Adam Hanzelewicz Varsavia invasa di bandiere biancorosse per i cortei dei candidati presidenti ha reso omaggio alla figura del capitano di cavalleria Witold Pilecki: il 25 maggio 1948 l'ufficiale che si era fatto rinchiudere ad Auschwitz per creare un movimento di resistenza e testimoniare per la prima volta al mondo gli orrori del lager nazista, veniva ucciso con un colpo di pistola alla nuca nella cantina del carcere di Mokotów.

Proprio lì, dove il luogo di prigionia è diventato un museo, una solenne cerimonia ha ricordato un personaggio di grande levatura morale e di uno straordinario coraggio che ha combattuto i due grandi totalitarismi del Novecento, il nazismo e il comunismo.

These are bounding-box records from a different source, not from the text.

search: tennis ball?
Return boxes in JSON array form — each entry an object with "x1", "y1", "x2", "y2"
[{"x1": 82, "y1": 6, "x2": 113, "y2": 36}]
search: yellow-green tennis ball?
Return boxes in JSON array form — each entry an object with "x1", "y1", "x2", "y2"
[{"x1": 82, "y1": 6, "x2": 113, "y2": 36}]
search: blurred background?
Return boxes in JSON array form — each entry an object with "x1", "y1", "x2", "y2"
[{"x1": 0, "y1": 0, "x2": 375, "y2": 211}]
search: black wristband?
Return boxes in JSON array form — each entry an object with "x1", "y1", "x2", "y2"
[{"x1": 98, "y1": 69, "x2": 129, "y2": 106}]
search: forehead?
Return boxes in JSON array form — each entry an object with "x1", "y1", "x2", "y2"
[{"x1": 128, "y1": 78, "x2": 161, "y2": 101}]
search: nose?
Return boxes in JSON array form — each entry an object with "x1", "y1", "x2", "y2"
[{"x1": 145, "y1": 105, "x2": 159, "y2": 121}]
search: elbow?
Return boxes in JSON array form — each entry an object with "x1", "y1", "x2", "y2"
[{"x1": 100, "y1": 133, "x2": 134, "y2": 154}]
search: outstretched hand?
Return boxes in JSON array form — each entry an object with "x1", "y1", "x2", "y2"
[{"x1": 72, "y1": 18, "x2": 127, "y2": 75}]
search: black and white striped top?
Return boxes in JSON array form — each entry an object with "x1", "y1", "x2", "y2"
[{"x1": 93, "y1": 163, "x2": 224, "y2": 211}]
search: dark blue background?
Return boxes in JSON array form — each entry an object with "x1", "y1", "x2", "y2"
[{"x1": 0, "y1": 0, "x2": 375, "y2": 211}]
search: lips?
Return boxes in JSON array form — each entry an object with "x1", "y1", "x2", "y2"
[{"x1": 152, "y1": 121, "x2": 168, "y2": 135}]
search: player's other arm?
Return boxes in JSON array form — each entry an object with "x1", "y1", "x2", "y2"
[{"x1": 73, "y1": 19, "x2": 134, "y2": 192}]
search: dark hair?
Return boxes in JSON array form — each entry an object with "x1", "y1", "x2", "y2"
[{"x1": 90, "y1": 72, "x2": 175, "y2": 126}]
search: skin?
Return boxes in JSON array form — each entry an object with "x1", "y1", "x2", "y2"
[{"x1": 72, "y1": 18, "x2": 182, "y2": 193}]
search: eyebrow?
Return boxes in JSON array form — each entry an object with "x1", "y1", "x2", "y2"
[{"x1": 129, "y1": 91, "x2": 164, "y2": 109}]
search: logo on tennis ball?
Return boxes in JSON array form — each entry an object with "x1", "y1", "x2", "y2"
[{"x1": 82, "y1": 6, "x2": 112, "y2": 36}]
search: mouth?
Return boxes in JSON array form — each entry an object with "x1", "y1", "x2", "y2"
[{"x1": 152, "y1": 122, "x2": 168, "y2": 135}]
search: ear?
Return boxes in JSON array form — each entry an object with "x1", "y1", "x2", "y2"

Tre salve del picchetto d'onore dell'esercito hanno salutato la memoria di Pilecki, con la presenza della famiglia rappresentata da Andrzej Marek Ostrowski e Anna Ostrowska, e in serata dalla figlia Zofia Pilecka, prima della deposizione delle corone e dei fiori ai piedi del muro della prigione dove sono state apposte le targhe in memoria delle vittime della persecuzione, e l'accensione di candele commemorative in oltre 40 località polacche.

Nella Polonia sovietizzata Pilecki, dopo essere stato torturato, era stato dichiarato colpevole di spionaggio con accuse false e da una corte irregolare, nel corso di un processo farsa di modello stalinista.